Tottenham‘s Premier League season ended on 19 May, just like everybody else’s, but the defining point of their campaign occurred six months earlier with a 4-1 defeat to Chelsea in which the scoreline felt almost like an afterthought.
Now that he has been excluded from Gareth Southgate’s 26-man squad, it’s also clear that loss marked the beginning of the end of James Maddison’s Euro 2024 dream.
Before that game, Spurs had been the early pace-setters, swaggering their way to the top of the table with Maddison, the marquee signing of a transformational summer, embodying the new era in N17 like no other.
Maddison was named joint vice-captain with Cristian Romero by Ange Postecoglou and handed the No 10 shirt newly vacated by the departing Harry Kane before the curtain-raiser at Brentford, proof of the club’s faith in his inspirational talent.
He vindicated that belief by making a stunning start to the season, scoring three goals and setting up five more in his first 10 appearances before hobbling off with an ankle injury in that ill-fated London derby in his 11th.
Maddison spent almost three months out and like Spurs as a whole, was unable to rediscover the same joie de vivre that had encapsulated those exhilarating first few months. A return of one goal and four assists in 17 games post-injury is a testament to his struggles in 2024. In some ways Southgate has just confirmed what many Spurs fans suspected would happen.
And the players himself would have known his grip on Southgate’s squad was slipping from his reach in May when Postecoglou benched him for crucial matches at Stamford Bridge and Anfield. It was a telltale sign of his dwindling form at a time when others like Cole Palmer, Eberechi Eze and Anthony Gordon were starting to peak.

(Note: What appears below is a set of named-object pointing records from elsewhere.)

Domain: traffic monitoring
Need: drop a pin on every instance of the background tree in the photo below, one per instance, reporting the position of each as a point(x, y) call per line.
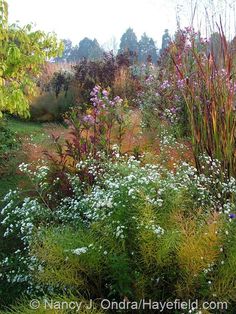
point(88, 49)
point(165, 40)
point(22, 53)
point(128, 42)
point(67, 53)
point(146, 49)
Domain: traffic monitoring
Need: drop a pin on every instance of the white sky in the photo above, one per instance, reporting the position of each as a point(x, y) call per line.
point(100, 19)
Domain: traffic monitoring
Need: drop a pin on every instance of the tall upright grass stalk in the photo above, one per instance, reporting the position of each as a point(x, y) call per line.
point(209, 87)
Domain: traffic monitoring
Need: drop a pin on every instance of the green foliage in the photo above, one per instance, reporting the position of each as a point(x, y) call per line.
point(139, 231)
point(23, 51)
point(208, 89)
point(128, 42)
point(147, 51)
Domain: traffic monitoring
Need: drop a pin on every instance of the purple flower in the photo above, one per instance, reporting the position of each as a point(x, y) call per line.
point(88, 119)
point(118, 100)
point(105, 93)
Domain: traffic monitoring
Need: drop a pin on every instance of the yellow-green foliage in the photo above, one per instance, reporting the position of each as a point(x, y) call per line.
point(22, 52)
point(62, 266)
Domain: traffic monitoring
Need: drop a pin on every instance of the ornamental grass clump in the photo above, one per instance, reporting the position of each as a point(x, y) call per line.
point(140, 231)
point(206, 79)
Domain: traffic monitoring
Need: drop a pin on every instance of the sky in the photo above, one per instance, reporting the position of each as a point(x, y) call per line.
point(101, 19)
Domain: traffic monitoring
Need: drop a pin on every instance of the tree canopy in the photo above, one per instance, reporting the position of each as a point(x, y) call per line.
point(22, 53)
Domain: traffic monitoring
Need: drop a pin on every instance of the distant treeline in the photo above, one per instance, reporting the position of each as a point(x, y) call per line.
point(141, 51)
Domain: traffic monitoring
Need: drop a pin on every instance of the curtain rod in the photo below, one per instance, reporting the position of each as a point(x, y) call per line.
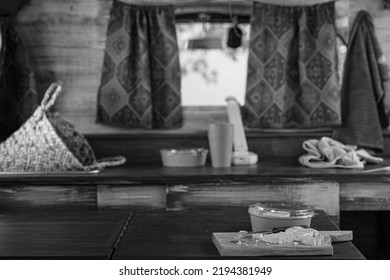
point(202, 2)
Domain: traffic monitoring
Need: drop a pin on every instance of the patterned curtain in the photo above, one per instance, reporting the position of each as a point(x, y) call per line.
point(292, 71)
point(141, 79)
point(18, 97)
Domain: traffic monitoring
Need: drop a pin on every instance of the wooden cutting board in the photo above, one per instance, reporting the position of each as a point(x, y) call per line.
point(228, 244)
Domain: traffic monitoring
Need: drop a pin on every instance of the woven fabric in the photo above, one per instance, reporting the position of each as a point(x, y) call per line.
point(141, 79)
point(18, 97)
point(36, 147)
point(47, 142)
point(73, 140)
point(292, 71)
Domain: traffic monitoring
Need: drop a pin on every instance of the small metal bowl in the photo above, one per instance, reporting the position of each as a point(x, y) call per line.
point(186, 157)
point(265, 216)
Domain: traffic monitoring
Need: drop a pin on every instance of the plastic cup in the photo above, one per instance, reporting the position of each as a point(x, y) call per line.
point(221, 144)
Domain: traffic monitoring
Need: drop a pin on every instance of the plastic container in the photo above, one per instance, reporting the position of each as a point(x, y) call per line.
point(186, 157)
point(265, 216)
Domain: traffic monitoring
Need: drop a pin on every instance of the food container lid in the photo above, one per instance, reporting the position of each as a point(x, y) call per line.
point(281, 210)
point(184, 151)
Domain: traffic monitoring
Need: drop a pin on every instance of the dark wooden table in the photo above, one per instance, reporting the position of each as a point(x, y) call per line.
point(187, 234)
point(61, 235)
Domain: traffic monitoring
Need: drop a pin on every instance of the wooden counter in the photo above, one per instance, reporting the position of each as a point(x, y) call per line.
point(187, 235)
point(154, 187)
point(119, 234)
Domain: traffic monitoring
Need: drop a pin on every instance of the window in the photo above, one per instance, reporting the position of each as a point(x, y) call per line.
point(210, 75)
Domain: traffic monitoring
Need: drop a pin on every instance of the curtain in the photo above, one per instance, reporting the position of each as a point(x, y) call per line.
point(18, 97)
point(292, 70)
point(141, 78)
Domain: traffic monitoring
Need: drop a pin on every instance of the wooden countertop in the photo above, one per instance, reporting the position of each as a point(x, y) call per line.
point(61, 235)
point(123, 234)
point(187, 235)
point(275, 170)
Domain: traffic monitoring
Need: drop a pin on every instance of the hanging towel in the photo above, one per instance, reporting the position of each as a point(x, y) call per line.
point(365, 91)
point(329, 153)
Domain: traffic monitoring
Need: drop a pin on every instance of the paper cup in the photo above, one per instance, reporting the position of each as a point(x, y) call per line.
point(221, 144)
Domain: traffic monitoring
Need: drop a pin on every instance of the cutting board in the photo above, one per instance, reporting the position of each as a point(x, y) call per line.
point(228, 244)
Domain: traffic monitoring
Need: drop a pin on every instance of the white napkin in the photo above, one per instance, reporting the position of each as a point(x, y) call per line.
point(329, 153)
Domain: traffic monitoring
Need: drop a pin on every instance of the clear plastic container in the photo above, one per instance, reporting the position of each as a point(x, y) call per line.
point(184, 157)
point(265, 216)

Maddison is a proud Englishman. His pinned post on X, formerly Twitter, is a picture of him as a boy with a St George’s flag painted on his face wearing a David Beckham metatarsal-era red England shirt.
“Dreams really do come true,” was the accompanying caption on the post after he was picked for the World Cup 2022 squad.
His pre-tournament post for Euro 2024 was one of regret rather than joy.
“Devastated doesn’t quite cut it,” he wrote on Thursday. “Trained well and worked hard all week but if I’m honest with myself, my form for Spurs when coming back from injury in the second half of the season probably wasn’t at the levels I had set which gave Gareth a decision to make.
“I still thought there would be a space for me in a 26-man squad as I feel I bring something different and had been a mainstay in this whole qualifying campaign for Euro 2024 in Germany but the manager has made the decision and I have to respect that. I’ll be back, I have no doubt.”
A popular figure in the dressing room, Maddison will be missed by some in the England camp over the next month. He struck up a great rapport with captain Harry Kane during Spurs’ pre-season last summer, and has played golf with north London rival Declan Rice during down time this week.
“Wishing the boys all the luck in the world out in Germany, unbelievable group and lads that I literally call some of my best friends,” he said in his post.
But with competition particularly fierce in his area of the pitch, he can have few complaints about missing out.
His club are the big beneficiaries of Southgate’s decision. Maddison will have a few weeks to ruminate and recuperate before joining his teammates for their pre-season tour of Japan and South Korea. It would be no surprise to see him start his second season at Spurs in the same manner that he did his first, reinvigorated with a point to prove.
He signed off his statement: “I genuinely hope football comes home.” Unfortunately for him, he’ll have to watch on from afar.